Kapolres Pekalongan melalui Kasubsi Penmas menyatakan komitmen Polri menjaga kamtibmas.
Polri juga berkomitmen meminimalisir risiko bahaya bahan peledak ilegal.
“Kegiatan disposal ini untuk memusnahkan barang bukti hasil operasi selama Ramadhan dan Syawalan,” ujar Kasubsi Penmas.
Barang bukti yang dimusnahkan terdiri dari 9,816 kg bubuk mercon dan berbagai jenis petasan siap pakai.
Salah satunya petasan jumbo sepanjang 1,5 meter dengan diameter 30 cm.
Selain itu, petugas juga memusnahkan 8 petasan ukuran besar, 38 petasan ukuran kecil, dan 2 set petasan rentengan.
Pemusnahan dilakukan dengan cara diledakkan terkendali oleh tim Jibom.

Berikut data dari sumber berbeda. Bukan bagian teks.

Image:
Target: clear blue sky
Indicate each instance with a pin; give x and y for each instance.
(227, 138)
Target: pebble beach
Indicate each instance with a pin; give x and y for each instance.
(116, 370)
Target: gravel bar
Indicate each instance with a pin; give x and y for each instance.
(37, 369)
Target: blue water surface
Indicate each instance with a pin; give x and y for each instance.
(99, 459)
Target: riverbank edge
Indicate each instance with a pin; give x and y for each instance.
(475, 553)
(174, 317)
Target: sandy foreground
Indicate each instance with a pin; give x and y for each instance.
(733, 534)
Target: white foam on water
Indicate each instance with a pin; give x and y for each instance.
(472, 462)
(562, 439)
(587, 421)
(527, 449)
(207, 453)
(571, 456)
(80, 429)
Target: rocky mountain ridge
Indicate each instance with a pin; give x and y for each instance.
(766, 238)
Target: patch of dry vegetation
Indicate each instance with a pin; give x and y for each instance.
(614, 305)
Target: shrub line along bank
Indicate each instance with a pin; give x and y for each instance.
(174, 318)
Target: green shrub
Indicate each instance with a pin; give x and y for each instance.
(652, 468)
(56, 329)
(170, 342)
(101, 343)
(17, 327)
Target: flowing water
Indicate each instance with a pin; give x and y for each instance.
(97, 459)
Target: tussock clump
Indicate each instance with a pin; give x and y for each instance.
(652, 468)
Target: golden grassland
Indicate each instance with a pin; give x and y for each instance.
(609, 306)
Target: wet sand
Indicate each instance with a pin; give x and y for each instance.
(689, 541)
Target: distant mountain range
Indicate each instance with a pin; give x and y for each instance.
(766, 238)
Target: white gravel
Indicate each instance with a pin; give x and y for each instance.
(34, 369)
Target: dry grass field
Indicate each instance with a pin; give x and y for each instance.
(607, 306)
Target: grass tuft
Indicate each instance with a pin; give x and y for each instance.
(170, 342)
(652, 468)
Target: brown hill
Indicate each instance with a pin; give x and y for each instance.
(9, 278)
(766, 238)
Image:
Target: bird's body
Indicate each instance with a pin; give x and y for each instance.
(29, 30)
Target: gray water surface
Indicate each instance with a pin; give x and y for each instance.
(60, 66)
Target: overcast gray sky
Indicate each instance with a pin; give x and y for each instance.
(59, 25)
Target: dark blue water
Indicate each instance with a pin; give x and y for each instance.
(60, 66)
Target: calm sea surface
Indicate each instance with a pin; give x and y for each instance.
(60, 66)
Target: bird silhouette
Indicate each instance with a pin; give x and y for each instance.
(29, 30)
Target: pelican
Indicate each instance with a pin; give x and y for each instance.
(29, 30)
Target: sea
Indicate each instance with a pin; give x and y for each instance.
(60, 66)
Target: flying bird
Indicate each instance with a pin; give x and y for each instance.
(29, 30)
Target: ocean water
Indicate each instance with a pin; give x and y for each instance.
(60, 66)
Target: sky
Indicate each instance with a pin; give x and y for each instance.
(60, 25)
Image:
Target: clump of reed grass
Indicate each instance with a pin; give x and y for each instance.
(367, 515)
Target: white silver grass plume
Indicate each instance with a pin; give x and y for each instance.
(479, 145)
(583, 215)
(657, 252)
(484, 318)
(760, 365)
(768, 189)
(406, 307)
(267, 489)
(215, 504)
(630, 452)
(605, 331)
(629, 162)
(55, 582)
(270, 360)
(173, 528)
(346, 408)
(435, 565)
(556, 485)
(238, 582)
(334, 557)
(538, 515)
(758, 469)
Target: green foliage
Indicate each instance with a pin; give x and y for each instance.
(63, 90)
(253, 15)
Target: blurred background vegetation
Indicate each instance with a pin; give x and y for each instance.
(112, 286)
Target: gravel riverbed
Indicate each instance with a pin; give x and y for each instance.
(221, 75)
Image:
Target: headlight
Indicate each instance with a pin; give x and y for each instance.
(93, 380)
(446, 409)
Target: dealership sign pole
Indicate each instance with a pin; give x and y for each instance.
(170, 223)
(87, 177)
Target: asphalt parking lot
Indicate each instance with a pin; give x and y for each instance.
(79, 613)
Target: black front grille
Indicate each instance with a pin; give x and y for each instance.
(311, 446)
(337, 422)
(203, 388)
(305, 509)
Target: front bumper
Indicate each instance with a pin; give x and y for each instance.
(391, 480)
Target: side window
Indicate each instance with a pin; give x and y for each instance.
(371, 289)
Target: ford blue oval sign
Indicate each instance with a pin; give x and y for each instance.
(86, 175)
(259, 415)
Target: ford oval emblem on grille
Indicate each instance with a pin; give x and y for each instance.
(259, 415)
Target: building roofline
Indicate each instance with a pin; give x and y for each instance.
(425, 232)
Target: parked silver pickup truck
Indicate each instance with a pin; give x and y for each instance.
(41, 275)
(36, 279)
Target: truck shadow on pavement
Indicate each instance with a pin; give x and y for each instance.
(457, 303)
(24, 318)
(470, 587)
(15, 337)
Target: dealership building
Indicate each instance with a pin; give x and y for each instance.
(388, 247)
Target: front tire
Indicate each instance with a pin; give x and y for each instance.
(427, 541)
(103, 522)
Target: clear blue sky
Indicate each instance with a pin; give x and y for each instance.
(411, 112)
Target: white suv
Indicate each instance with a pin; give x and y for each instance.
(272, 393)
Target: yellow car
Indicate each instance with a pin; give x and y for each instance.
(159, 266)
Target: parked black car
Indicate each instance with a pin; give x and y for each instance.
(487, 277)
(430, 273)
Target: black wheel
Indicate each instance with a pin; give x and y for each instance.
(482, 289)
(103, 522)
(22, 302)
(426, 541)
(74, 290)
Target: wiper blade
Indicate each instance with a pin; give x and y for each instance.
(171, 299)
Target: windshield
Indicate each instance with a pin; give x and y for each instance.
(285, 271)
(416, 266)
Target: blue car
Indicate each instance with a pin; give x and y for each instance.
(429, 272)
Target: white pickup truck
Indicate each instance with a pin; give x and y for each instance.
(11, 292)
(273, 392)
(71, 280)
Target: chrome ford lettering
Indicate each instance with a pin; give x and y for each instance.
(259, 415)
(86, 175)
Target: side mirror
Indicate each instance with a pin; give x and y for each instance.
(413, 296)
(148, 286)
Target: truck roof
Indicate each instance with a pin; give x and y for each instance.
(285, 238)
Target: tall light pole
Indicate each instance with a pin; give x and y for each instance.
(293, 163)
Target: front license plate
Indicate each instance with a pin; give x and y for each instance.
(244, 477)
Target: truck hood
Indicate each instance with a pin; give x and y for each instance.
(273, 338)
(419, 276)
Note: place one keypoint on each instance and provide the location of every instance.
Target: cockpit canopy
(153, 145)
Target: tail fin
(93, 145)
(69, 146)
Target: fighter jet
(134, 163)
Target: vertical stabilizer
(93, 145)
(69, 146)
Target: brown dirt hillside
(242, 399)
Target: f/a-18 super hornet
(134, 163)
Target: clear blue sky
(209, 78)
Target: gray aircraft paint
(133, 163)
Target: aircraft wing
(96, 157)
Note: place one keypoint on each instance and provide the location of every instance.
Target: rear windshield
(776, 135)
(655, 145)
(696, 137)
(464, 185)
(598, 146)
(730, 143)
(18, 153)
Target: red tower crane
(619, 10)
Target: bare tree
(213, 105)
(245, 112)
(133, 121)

Polres Pekalongan juga memusnahkan 66 balon udara tradisional.
Balon-balon ini disita karena diterbangkan liar dengan petasan.
Hal ini membahayakan jalur penerbangan dan jaringan listrik.
“Selain petasan, balon udara juga menjadi atensi kami,” tambah Kasubsi Penmas.
Menerbangkan balon udara liar berisiko memicu kebakaran dan gangguan teknis pada pesawat terbang.